Spring 2019 - 60400 - PA 397C - Advanced Empirical Methods for Policy Analysis

Statistical Analysis and Learning

Large datasets are increasingly becoming available across many sectors such as healthcare, energy, and online markets. This course focuses on methods that allow “learning” from such datasets to uncover underlying relationships and patterns in the data, with a focus on predictive performance of various models that can be built to represent the underlying function generating the data. The course starts with a review of basic statistical concepts and linear regression. But the course will focus mostly on classification and clustering based on non-regression techniques such as tree-based approaches, support vector machines, and unsupervised learning (e.g., hierarchical clustering). In the problem sets, tutorials, and class projects we will examine applications in: healthcare, energy, transportation, education, crime, and online markets. This course is intended for first and second year Masters students. Ph.D. students with an interest in non-regression based quantitative methods may also find this course useful.

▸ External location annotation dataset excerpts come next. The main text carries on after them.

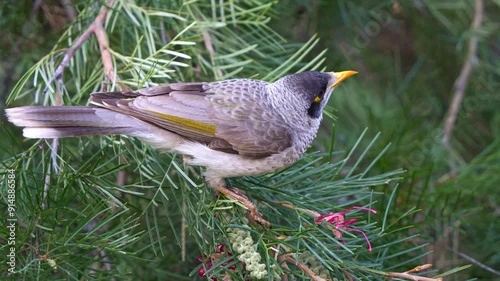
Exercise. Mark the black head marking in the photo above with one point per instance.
(312, 86)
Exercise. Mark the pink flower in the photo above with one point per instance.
(339, 221)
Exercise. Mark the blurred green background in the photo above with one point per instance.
(409, 55)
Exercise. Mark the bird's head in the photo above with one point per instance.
(315, 88)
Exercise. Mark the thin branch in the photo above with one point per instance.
(289, 258)
(97, 28)
(463, 78)
(207, 39)
(407, 275)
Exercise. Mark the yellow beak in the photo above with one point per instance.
(341, 76)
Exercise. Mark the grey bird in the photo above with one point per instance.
(237, 127)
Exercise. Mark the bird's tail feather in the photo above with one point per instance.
(70, 121)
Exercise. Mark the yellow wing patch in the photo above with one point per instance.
(192, 124)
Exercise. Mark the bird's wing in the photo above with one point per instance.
(233, 116)
(177, 107)
(246, 119)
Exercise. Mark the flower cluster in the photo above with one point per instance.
(339, 221)
(214, 258)
(243, 243)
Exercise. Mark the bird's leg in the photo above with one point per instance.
(240, 196)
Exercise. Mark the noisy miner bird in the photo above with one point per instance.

Topics to be covered: Linear Regression, Classification, Resampling Methods, Linear Model Selection and Regularization, Tree-Based Methods, Support Vector Machines, Unsupervised Learning.

In covering the material from the assigned textbook (see below), this course will emphasize both on formulaic and conceptual understanding of the discussed methods. As necessary, the instructor will draw on material from outside the textbook for driving conceptual clarity.